Car c’est bien de sécurité qu’il s’agit désormais. Les deux hommes, qui souhaitent rester anonymes, parlent de “peur de représailles” si ces vendeurs qui “sont des gens violents et dangereux” parvenaient à les reconnaître. Et puis, bien sûr, leur sécurité financière est également menacée, eux qui ont vu leur chiffre d’affaires baisser, “de 30 à 40% le samedi”. “Nous, on paye des charges et des salaires à nos employés, ce n’est pas leur cas, ajoute un vendeur de fruits secs qui exerce aux halles depuis 20 ans. On a tout un tas de contraintes qu’ils ne respectent pas. Moi, je travaille avec des produits qu’il faut savoir conserver dans de bonnes conditions, qui ont une traçabilité. Ces vendeurs qui viennent de Nîmes et d’Espagne travaillent à la sauvette, ils baladent leur produits, ils vendent du périmé et ils cassent les prix”.
“Certains vivent dans une telle pauvreté qu’ils se fichent des règles d’hygiène non respectées“
Ces prix particulièrement attractifs leur amènent en effet des nombreux clients. “On sensibilise les gens, ajoute le vendeur de dattes, mais qu’est-ce que vous voulez faire, certains vivent dans une telle pauvreté qu’ils se fichent des règles d’hygiène non respectées, à ces prix-là, ils achètent !” Selon lui, la solution serait une intervention commune de “l’État, de la police et du Fisc. Il faut saisir le parc roulant et les mettre en prison”.

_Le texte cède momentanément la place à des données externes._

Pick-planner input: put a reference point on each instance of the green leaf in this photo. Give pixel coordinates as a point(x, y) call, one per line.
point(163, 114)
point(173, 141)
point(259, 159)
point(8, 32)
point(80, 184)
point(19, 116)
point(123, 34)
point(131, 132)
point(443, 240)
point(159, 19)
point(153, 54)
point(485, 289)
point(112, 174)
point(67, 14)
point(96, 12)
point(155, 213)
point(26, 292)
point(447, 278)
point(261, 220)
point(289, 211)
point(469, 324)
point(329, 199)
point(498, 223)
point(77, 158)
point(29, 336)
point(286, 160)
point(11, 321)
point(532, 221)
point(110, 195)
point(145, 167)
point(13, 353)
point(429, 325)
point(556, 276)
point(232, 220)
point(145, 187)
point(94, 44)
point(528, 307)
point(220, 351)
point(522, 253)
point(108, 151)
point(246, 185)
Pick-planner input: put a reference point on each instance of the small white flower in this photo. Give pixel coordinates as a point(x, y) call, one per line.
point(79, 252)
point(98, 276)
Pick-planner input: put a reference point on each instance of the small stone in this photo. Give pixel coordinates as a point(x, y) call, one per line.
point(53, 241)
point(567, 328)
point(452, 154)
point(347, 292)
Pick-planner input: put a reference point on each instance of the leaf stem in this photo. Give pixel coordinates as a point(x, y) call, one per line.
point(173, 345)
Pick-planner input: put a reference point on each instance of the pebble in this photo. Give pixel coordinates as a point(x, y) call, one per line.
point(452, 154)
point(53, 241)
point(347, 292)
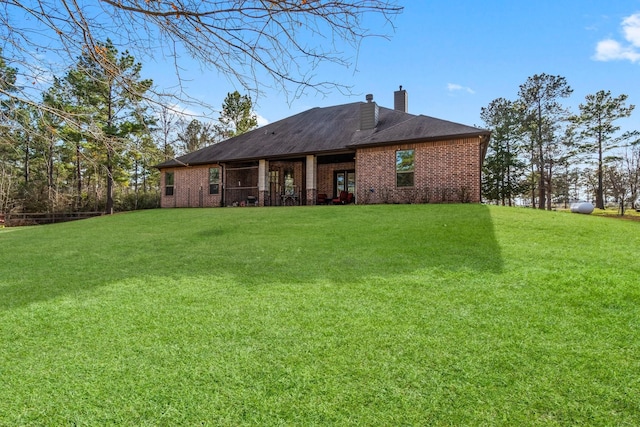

“Ça faisait plusieurs années qu’on appelait à ce que l’État intervienne, explique Sébastien Cote, adjoint au maire délégué à la tranquillité publique, et donc en charge de la police municipale. Parce que c’est l’État qui est en capacité, avec ses pouvoirs de police particuliers, de saisir des camions, de contrôler les vendeurs, de voir ceux qui sont en situation régulière ou irrégulière. Les policiers municipaux ne peuvent pas faire tout ça mais en un trimestre, ils ont tout de même mené 35 opérations sur ce marché” et à chaque fois, les vendeurs fuient et abandonnent leur marchandise, qui est saisie et donnée à des associations.
“On a mis en place une stratégie pour lutter contre ce marché sauvage“
Selon l’élu, la Ville de Montpellier travaille sur ce problème depuis longtemps, mais “effectivement, on n’arrive pas à déraciner ce marché, faute de pouvoirs de police suffisants. Ce qui s’est passé le 21 décembre, sans doute, alerté les services de la préfecture. Une réunion a été organisée le 2 janvier. Le préfet a pris le taureau par les cornes. On a mis en place une stratégie pour lutter contre ce marché sauvage. Il y aura une pression qui va être maintenue constamment et sur la longue durée”.
Pour la Ville, le coût de ce marché clandestin est “colossal. C’est un million d’euros par an : 200 000 euros d’heures supplémentaires pour les policiers municipaux et 800 000 euros de nettoyage parce qu’évidemment ce marché sauvage nous laisse le sol dans un état déplorable”.